Although the amplifier circuitry 100 is shown to include three amplifiers (Amp 1-3), it would be understood by a skilled person that a similar operation could be obtained by the amplifier circuitry 100 if it consisted of only two amplifiers, or as many more as are practically feasible. Charge storage devices that act as floating power supplies can be cascaded with the amplifiers in the manner described above, such that the output voltage of one amplifier is used to drive the power supply to the next in order to achieve higher output voltages. For instance, an amplifier circuitry without Amp 3 and charge storage device (C2, D2) of FIG. 4 would provide an output load V8 with peak amplitude of 2 times V+. Similarly, an amplifier circuitry with an additional amplifier and charge storage device that acts as a floating power supply for Amp 3 and feeds into a voltage supply input of Amp 3 provides an output load V8 with a peak amplitude of 4 times the supply voltage V+.

FIG. 6 shows an Envelope Modulator 200 according to an embodiment, the envelope modulator 200 incorporating the amplifier circuitry 100 of FIG. 4. Some of the components therefore correspond to the components of the amplifier circuitry 100 of FIG. 4 and are identified by like reference numerals.

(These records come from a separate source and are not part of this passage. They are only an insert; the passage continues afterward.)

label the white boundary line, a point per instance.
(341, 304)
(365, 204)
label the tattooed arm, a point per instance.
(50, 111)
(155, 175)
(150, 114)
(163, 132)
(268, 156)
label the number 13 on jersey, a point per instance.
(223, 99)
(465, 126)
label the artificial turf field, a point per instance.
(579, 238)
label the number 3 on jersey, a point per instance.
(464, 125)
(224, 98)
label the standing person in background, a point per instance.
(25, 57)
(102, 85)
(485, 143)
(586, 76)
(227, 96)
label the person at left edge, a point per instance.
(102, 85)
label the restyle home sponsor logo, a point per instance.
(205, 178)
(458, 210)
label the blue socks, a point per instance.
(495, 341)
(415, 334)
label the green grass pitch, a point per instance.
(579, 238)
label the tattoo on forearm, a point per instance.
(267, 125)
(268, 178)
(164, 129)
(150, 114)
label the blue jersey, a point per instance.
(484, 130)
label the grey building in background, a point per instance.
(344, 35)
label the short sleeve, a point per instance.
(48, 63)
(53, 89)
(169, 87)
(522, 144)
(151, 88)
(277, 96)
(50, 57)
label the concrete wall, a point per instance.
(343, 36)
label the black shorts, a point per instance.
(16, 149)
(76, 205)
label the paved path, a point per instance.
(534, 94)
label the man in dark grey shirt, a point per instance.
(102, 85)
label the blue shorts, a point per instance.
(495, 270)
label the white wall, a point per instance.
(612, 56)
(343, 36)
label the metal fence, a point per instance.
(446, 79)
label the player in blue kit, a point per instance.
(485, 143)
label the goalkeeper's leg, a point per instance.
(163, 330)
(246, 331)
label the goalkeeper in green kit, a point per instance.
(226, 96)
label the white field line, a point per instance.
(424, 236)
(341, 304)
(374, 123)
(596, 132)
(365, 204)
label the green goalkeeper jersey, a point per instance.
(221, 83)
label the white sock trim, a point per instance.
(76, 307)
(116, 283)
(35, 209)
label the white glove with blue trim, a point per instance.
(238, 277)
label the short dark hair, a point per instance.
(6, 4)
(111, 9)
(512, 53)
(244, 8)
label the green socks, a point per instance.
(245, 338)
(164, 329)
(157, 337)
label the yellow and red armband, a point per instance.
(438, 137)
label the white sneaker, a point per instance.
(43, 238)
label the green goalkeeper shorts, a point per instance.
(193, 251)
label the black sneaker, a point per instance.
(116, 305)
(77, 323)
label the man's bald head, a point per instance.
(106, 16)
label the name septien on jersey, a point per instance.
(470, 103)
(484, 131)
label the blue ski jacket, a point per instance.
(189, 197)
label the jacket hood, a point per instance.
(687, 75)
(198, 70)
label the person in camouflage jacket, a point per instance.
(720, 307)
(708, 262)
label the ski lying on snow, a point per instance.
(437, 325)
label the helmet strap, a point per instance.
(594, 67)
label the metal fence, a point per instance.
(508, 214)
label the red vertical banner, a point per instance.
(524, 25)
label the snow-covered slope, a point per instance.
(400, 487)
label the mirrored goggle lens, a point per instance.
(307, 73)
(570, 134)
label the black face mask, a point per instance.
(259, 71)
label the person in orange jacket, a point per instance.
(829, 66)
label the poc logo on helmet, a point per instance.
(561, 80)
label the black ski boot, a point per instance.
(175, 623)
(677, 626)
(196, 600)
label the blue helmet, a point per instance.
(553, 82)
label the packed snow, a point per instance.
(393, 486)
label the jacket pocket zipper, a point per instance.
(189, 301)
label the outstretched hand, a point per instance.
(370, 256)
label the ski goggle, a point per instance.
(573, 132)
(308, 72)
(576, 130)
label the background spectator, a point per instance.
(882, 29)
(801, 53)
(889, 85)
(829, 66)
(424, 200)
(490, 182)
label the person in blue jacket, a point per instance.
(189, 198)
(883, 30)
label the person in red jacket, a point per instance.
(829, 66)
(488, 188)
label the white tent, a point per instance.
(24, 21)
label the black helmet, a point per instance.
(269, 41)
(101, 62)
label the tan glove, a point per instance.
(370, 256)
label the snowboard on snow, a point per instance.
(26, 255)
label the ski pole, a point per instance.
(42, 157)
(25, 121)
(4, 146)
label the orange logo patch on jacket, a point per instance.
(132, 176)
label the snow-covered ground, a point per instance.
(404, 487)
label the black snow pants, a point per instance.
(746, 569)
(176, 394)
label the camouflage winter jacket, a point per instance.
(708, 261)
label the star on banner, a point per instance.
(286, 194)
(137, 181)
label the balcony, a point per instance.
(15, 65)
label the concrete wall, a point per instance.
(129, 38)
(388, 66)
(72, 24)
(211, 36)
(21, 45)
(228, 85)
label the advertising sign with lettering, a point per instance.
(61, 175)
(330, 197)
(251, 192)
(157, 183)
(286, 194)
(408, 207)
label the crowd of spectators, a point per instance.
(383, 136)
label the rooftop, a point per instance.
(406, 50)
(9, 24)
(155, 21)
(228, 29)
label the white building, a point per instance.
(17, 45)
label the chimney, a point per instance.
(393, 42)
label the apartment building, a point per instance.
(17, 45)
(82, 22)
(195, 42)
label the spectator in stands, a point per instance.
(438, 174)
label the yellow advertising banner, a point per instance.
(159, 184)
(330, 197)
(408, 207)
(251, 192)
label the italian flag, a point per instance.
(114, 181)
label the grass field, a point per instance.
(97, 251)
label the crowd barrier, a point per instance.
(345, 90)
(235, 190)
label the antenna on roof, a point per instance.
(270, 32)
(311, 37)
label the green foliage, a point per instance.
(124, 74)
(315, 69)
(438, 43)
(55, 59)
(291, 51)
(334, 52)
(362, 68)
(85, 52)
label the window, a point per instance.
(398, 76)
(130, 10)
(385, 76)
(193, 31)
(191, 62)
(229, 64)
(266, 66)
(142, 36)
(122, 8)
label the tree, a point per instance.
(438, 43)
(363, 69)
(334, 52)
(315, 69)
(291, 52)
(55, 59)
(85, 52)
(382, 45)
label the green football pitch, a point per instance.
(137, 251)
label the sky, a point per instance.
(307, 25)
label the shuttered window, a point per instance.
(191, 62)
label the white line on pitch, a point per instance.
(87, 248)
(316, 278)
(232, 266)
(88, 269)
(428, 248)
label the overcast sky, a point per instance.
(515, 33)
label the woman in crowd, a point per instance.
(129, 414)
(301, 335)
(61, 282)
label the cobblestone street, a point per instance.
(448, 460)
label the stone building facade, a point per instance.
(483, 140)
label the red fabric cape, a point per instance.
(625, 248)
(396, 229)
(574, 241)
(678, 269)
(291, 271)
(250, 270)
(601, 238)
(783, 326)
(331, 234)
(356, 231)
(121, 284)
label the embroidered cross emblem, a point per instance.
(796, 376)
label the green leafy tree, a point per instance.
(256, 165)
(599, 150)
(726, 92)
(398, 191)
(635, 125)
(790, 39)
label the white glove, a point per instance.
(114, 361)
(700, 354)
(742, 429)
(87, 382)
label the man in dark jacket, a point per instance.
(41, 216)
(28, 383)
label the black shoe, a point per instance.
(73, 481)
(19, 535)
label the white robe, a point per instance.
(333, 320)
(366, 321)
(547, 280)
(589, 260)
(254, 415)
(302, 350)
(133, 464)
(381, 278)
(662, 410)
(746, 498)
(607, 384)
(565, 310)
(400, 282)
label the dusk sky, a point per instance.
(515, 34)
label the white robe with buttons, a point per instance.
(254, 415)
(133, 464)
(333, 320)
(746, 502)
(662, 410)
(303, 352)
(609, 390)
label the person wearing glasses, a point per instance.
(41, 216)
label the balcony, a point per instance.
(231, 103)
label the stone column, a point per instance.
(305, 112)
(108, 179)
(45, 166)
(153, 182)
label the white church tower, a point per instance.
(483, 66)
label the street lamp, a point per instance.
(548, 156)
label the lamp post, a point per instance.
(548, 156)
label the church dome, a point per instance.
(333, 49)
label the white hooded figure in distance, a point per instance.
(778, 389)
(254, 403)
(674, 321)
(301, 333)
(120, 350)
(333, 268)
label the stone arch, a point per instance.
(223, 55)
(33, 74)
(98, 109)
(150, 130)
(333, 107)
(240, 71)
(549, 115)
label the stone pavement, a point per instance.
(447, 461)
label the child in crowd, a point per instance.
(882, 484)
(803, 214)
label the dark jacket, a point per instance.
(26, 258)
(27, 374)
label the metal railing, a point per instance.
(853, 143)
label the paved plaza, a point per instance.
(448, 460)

The envelope modulator 200 comprises an RF input 20 to which an RF signal that is to be amplified by an RF Power amplifier RF PA 8 is applied. The envelope modulator 200 also comprises an RF output 22 to which a load can be connected (such as V8 shown in FIG. 4 that feeds into the voltage supply input of RF PA 8). An envelope detector 6 is connected to the RF input 20. This envelope detector provides a signal indicative of an instantaneous magnitude of the envelope of the RF signal 20 to a biasing network 4. This biasing network provides the biased driving voltages for the amplifiers Amp 1-3.

The operation of the amplifier configuration of the envelope modulator 200 is similar to the operation of the amplifier circuitry 100 explained above in relation to FIG. 4. The envelope modulated output voltage, which is represented by the resistive load V8 in FIG. 4, can achieve peak amplitude of three times of a supply voltage V+ for driving the RF PA 8 in the envelope modulator 200.

In the embodiment of FIG. 6, the full envelope signal is supplied by the amplifiers Amp 1-3 of amplifier circuitry 100. Therefore, there is no frequency splitting of the architecture such as shown in the envelope modulator of FIG. 1. This configuration eliminates a null reading in the envelope signal's frequency domain at the crossover frequency. Furthermore, a combining network such as shown in the known envelope modulator FIG. 1 is not necessary in envelope modulator 200 of FIG. 6. Therefore large inductors that are usually required by such combining networks are not required. Therefore, envelope modulator 200 according to this embodiment achieves a higher efficiency than existing arrangements such as shown in FIGS. 1 and 2 and also results in a low-cost and physically compact envelope modulator since large and expensive components splitting/combining networks are not needed.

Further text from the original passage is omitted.